O que se viu na Síria desde então foi a morte de mais de um milhão de pessoas, a fuga de mais de 10 milhões de refugiados e o aumento das ações do grupo terrorista Estado Islâmico (EI). Antes do início da guerra civil, mais de 30 mil famílias de produtores rurais tinham sido afetadas pela seca extrema que assolava o país desde 2007.
Aos poucos, pesquisadores encontram cada vez mais evidências que as mudanças climáticas são uma ameaça crescente à segurança global.

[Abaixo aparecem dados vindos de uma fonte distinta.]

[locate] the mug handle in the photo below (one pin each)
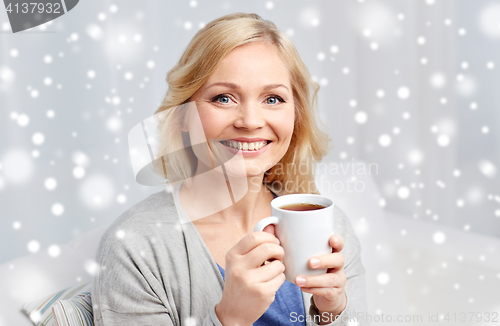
(265, 222)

Um estudo publicado nesta quinta-feira (20/04) conclui que os riscos e os impactos provocados pelas mudanças climáticas podem contribuir para o crescimento de grupos terroristas como Estado Islâmico, que atua em todo o mundo e Boko Haram, que ataca basicamente no continente africano.
“Áreas que já vivem uma situação de vulnerabilidade são tragadas para um círculo vicioso, levando ao surgimento de grupos terroristas que acabam encontrando uma maior facilidade para operar, o que traz consequência para todos nós”, afirma Lukas Rüttinger, um dos autores do relatório “Insurgência, Terrorismo e Crime Organizado num Mundo de Aquecimento” (tradução livre), da organização alemã Adelphi.

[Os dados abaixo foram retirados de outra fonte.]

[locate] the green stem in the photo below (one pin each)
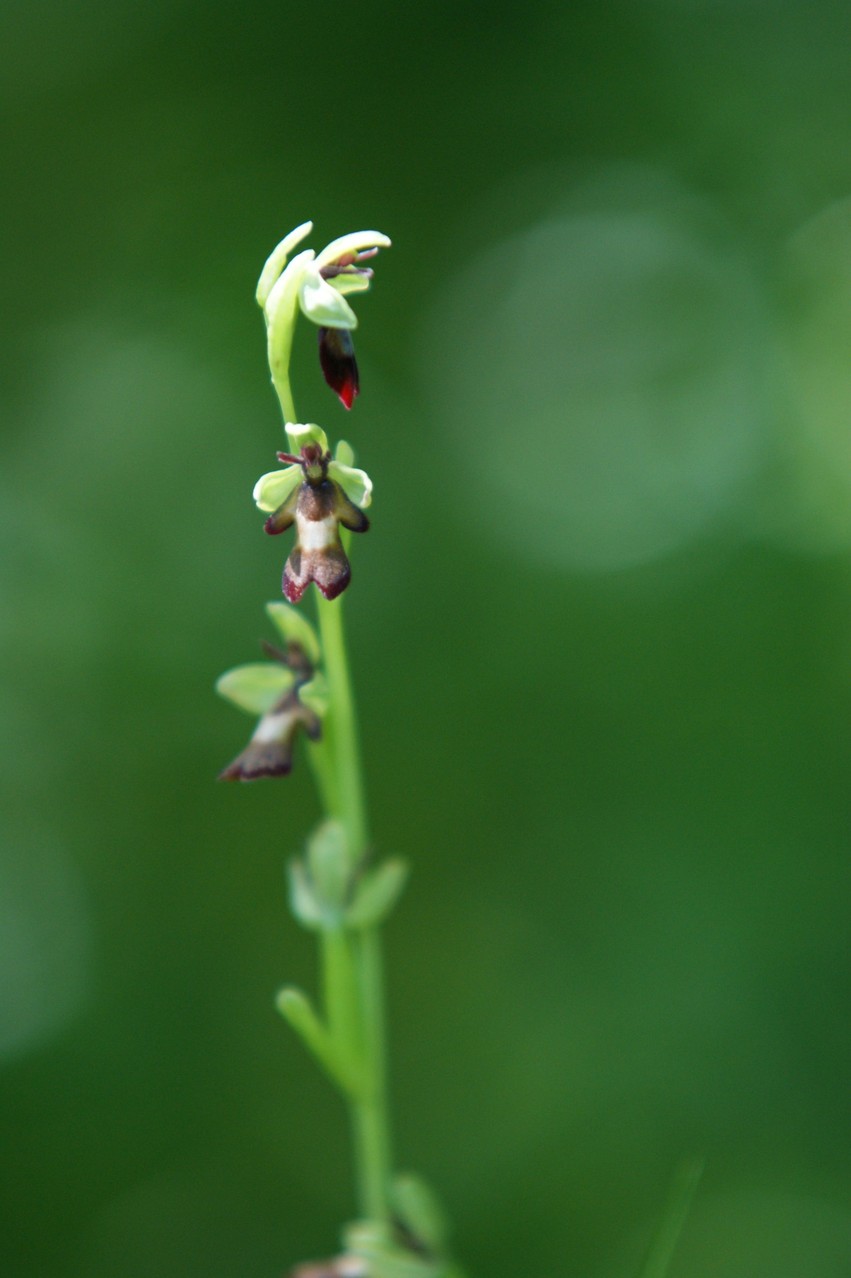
(352, 961)
(368, 1109)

Pressões por todos os lados
No caso da Síria, além das falhas do governo e as tensões entre os diferentes grupos sectários, outros fatores levaram o país ao caos. Estão na lista os eventos climáticos extremos, crescimento populacional, má gestão de recursos hídricos, urbanização e desemprego.
Segundo o estudo, o impacto das mudanças climáticas facilitou, de várias maneiras, o domínio do EI. “A escassez de água por causa da seca teve um papel importante no recrutamento de combatentes que perderam tudo e que receberam a oferta de uma perspectiva econômica, assim como um senso de pertencimento e valorização por parte do EI”, alerta o relatório.

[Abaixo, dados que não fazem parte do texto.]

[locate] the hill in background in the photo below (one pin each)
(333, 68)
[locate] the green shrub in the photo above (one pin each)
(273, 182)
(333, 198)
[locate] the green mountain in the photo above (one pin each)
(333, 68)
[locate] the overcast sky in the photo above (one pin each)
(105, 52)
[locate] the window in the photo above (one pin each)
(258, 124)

O controle da água virou uma arma de guerra no conflito. A previsão de climatologistas é que o período de secas severas e a temperatura na região aumentem até 2100. “A Síria pode ser vista como o cenário mais pessimista e um sinal de alerta”, dizem os autores sobre os impactos das mudanças climáticas e o surgimento de conflitos armados.
Para além da Síria
Na Guatemala, a violência provocada por grupos armados também é motivo de preocupação. Com índices elevados de pobreza extrema, insegurança alimentar e um legado de conflitos, o país da América Central sofre ainda com a degradação dos recursos naturais, terras improdutivas devido ao desmatamento e uso abusivo de água, o que deixa a população ainda mais vulnerável.
“Os impactos adicionais das mudanças climáticas trarão ainda mais insegurança para a população rural, deixando esses cidadãos mais propensos a seguir alternativas como cooperação com as redes de tráfico de drogas”, avalia o relatório sobre o caso da Guatemala.
Para os autores, diversos casos de conflitos da atualidade dão mostras de que os riscos complexos trazidos pelas mudanças climáticas, populações fragilizadas e conflitos contribuem para o surgimento de grupos armados rebeldes.
No entorno do Lago Chade, região do continente africano, a competição por água e terra alimentaram tensões sociais e conflitos violentos – clima que favoreceu a instalação do Boko Haram.
“Nosso estudo mostra que as mudanças climáticas e seus impactos em larga escala contribuem para criar um ambiente favorável para a ação desses grupos, um espaço aberto que facilita essa ação”, argumentam.
Não só países mais fragilizados ou em conflito podem ser afetados por ações terroristas de grupos armados. Governos mais estáveis também poderão sofrer com a sobrecarga trazida pelas pressões das mudanças climáticas, urbanização, degradação ambiental e aumento das diferenças socioeconômicas”, afirmam os autores do estudo.
Uma das estratégias recomendadas para combater o poder explosivo dessa combinação é entender melhor os impactos das mudanças climáticas e aumentar a capacidade de adaptação das cidades.
“O objetivo é criar estados e sociedades mais resilientes que são capazes de absorver os choques, num significado mais amplo. E transformar os desafios por meio de processos políticos e, ao mesmo tempo, manter estabilidade política e social, prevenindo a violência”, recomenda Rüttinger.